This Carers’ Week is a chance for us to reach out to local carers to remind them that 'fire safety' help is available to keep them, and the people they care for.
Fire safety is yet another worry on an ever-growing list for those with the extra responsibility of looking after an elderly relative, sick friend or a disabled family member.
A recent survey showed that more than half of the few people who had tested their smoke alarm for someone else had done so for an older family member. But there are many other issues a carer must think about - from the extra time it takes for people with difficulty moving to escape a fire in the home, to the added risks of flammable equipment such as oxygen cylinders.
With over 6.5 million carers in the UK, there are many people with particular fire safety concerns and Cheshire Fire and Rescue Service is reminding them that they’re not alone. Help, advice and solutions are available to help make their jobs that little bit easier and the homes of those cared for that little bit safer.
Fire safety tips
Make sure the person you care for is registered with your local fire and rescue service if they have sight, hearing, mobility difficulties, or if they use oxygen. This will mean a fire crew is made aware of your circumstances in the event of an emergency.
If you have a text phone or minicom, you can contact the emergency services on 18000.
Make sure that the person you care for knows what to do in the event of a fire.
It's a good idea to practice an escape so that you and your loved ones feel confident enough to do it by day or night.
Daily safety checks
Test your smoke alarm - A working smoke alarm can give your loved ones the extra time they need to escape a house fire. Make testing the batteries of their alarms part of your weekly routine. Most house fires happen at night, so make sure your smoke alarm is in a position that will wake the person you care for up.
Close inside doors at night - this will help prevent a fire from spreading.
If you use oxygen, make sure the equipment is stored safely out of direct sunlight. Make sure it is well ventilated, always dry and away from heat sources. Never have open flames, smoke or use electrical appliances such as hairdryers, whilst using oxygen.
If you live with the person you care for, consider fitting an intercom which will allow you to alert someone else in the house in an emergency.
If you or the person you care for has difficulty hearing you can get specialist smoke alarms which use a strobe light and vibrating pads.
Alternatively consider linking the alarm system to your own - this can alert you to any danger.
A coloured sticker on the smoke alarm can help people with trouble seeing it to test it, or your local Fire Service might be able to provide a coloured cover.
Placing a tactile indicator along your escape route can make it easier for those with sight difficulties to find the exit.
Easy access smoke alarms are available for people who have trouble moving around. These can be tested from the wall rather than the ceiling. The Disabled Living Foundation can provide more information on these products.
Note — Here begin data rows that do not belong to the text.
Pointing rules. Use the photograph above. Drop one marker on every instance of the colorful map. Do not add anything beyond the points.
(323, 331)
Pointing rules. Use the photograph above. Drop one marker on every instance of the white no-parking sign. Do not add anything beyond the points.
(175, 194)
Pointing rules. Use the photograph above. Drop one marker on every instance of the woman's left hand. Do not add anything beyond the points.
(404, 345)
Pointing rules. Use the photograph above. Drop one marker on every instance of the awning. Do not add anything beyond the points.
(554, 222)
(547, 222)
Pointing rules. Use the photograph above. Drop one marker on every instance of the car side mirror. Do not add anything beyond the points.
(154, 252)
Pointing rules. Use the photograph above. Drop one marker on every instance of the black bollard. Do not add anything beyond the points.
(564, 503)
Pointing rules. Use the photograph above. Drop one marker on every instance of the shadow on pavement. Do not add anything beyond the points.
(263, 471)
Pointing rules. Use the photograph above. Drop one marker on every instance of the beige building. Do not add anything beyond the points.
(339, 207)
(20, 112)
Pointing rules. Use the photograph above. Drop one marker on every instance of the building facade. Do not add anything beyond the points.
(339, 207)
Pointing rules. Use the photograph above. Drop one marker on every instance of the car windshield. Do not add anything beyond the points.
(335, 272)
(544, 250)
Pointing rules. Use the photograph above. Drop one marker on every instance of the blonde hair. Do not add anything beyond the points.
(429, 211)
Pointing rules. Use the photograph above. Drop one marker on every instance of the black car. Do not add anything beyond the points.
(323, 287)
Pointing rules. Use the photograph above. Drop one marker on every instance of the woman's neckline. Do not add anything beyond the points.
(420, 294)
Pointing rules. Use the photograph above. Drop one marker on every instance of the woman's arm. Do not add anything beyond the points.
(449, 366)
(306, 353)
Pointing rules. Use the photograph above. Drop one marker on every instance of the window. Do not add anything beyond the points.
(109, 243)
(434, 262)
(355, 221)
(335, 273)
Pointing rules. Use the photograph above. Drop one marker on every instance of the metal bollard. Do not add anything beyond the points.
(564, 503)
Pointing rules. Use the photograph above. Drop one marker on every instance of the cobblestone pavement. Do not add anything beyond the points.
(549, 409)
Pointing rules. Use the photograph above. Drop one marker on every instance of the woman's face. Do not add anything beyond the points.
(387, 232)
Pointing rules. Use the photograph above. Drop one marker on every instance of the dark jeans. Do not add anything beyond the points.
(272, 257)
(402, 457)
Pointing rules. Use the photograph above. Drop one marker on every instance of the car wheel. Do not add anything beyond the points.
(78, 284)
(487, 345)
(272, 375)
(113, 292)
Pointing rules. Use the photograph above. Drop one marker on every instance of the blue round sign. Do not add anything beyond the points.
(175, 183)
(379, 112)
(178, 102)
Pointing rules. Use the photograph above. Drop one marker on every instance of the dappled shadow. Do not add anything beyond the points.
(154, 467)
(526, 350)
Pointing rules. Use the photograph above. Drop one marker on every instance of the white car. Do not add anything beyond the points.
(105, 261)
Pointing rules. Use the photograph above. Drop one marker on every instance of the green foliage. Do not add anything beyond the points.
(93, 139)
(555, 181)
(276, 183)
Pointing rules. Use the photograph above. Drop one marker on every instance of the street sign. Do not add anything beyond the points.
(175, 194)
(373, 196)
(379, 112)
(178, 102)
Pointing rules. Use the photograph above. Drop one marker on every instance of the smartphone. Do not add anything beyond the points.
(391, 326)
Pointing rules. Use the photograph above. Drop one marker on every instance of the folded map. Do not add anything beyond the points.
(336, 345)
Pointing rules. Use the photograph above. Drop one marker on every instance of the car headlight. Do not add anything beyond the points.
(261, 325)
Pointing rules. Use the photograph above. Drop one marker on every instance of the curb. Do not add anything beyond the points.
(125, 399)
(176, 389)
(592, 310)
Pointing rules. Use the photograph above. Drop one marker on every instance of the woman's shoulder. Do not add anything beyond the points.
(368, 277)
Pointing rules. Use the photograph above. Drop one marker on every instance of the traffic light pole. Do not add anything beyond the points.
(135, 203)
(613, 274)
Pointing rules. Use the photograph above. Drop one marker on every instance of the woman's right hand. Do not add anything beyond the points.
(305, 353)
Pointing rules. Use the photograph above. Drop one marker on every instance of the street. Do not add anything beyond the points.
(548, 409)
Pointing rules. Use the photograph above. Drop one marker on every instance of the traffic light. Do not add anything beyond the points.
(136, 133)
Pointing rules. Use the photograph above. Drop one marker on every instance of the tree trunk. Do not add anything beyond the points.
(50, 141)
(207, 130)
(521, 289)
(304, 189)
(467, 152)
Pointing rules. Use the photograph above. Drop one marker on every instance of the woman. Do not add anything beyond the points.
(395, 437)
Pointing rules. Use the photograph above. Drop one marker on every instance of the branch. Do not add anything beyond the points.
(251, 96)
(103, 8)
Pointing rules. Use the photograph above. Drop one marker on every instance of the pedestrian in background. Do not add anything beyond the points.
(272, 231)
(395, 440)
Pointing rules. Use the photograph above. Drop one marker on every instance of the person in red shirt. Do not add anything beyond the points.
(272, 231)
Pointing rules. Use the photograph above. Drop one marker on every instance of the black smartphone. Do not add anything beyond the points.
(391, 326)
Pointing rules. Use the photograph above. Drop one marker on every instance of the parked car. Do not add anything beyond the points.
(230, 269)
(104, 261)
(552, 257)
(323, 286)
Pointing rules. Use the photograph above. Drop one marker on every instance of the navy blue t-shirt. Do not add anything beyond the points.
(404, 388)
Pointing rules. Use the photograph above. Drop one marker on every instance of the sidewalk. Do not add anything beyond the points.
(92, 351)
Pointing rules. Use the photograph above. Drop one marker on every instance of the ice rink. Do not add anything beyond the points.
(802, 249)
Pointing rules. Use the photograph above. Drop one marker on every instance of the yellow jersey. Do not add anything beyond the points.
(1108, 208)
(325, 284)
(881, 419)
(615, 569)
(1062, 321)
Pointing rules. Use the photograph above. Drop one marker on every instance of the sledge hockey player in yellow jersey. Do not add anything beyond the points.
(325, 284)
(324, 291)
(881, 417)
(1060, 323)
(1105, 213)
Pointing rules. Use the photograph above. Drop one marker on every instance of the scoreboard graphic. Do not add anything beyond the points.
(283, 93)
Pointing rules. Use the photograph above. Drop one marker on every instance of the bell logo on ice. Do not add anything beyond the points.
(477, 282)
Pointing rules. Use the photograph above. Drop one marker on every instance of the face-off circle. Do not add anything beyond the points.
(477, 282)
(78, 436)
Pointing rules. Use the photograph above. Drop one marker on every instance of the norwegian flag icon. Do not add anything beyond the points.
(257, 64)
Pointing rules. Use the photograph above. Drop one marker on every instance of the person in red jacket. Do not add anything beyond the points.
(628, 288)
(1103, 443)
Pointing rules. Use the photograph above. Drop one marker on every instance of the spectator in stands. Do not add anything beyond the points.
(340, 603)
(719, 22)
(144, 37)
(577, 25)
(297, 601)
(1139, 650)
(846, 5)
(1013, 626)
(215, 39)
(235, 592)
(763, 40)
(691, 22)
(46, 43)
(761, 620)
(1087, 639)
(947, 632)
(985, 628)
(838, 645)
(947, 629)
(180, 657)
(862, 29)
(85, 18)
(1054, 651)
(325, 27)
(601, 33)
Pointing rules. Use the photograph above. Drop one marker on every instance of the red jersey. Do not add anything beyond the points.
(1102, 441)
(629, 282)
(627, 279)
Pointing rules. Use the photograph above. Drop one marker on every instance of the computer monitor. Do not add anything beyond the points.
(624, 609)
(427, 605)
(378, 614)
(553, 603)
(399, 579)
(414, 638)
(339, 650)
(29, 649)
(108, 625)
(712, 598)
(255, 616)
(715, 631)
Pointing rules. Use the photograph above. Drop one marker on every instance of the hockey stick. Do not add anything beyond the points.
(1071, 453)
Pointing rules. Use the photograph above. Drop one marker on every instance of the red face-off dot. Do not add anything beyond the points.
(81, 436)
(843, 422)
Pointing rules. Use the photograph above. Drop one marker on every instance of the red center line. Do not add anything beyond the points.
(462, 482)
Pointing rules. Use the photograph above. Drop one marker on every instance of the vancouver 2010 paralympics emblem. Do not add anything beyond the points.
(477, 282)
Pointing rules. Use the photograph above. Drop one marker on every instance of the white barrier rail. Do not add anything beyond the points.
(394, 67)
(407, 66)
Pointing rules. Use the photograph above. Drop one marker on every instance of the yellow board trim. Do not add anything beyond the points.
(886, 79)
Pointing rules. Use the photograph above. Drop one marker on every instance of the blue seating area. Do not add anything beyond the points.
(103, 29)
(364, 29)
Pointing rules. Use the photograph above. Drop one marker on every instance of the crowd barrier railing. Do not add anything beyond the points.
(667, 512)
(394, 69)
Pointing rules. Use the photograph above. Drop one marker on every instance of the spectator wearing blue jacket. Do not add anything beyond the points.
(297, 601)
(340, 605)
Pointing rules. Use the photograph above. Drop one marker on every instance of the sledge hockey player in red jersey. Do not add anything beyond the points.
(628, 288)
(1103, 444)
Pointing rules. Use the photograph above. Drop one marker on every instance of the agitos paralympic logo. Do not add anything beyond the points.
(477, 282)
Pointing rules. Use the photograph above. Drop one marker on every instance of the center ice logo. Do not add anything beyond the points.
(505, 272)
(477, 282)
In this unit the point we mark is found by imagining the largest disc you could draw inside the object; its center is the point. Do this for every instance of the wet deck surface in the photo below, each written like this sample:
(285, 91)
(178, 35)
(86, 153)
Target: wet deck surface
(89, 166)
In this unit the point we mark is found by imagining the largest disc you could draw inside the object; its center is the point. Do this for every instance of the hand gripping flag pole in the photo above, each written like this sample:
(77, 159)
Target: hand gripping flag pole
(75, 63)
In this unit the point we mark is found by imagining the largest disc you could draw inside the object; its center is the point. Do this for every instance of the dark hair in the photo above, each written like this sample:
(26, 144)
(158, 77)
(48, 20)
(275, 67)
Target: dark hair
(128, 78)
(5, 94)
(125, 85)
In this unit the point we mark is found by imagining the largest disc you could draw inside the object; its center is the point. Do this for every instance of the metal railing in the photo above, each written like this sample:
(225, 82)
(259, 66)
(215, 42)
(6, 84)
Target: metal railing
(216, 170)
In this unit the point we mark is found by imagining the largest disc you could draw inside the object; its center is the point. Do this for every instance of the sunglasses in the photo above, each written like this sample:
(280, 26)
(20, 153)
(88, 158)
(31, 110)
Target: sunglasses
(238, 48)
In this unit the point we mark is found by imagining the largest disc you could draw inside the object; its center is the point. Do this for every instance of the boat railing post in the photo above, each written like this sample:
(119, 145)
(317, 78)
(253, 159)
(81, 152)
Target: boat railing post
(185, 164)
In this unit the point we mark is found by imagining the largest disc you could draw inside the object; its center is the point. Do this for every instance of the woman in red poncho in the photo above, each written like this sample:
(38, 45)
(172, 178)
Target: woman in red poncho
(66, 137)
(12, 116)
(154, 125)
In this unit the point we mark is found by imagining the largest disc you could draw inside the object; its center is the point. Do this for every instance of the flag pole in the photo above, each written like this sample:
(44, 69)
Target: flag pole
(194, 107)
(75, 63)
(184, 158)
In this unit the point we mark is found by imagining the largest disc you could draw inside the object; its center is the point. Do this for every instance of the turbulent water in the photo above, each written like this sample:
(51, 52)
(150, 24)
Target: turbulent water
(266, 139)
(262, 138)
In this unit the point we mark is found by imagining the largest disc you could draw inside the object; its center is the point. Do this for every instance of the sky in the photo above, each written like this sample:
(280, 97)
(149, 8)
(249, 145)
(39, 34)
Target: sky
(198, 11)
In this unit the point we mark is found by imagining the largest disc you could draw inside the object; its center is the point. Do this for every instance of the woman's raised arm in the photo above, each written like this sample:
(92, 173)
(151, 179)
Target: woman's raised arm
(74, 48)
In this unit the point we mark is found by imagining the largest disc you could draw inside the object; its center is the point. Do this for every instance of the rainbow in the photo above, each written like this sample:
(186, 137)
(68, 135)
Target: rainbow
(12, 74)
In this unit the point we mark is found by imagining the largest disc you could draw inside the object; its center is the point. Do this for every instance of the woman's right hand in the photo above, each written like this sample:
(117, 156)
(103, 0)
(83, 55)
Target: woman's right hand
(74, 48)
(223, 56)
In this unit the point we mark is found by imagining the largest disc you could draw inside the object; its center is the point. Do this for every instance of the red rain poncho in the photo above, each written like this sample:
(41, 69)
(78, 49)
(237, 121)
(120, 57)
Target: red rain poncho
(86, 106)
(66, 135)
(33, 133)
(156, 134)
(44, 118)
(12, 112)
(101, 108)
Carry out your own home safety check
Complete our online home safety check and you will get a personalised fire safety plan, which will offer advice on how to prevent fires in your home.
Do the online home safety check
Book a home safety check
Cheshire Fire and Rescue Service will fit free smoke alarms for people who are aged over 65 and for people who are referred to us by partner agencies because they are considered to be at a particular risk.
If you are over 65 years of age and you live in Cheshire, you can arrange for a Firefighter or a Community Safety Advocate to visit your home for a free home safety visit. During the home safety visit advice will be given on how to make your home safer, what to do in the event of a fire and what to do if you are trapped by a fire. Free smoke alarms will also be fitted (if needed) with an explanation on how to maintain them correctly.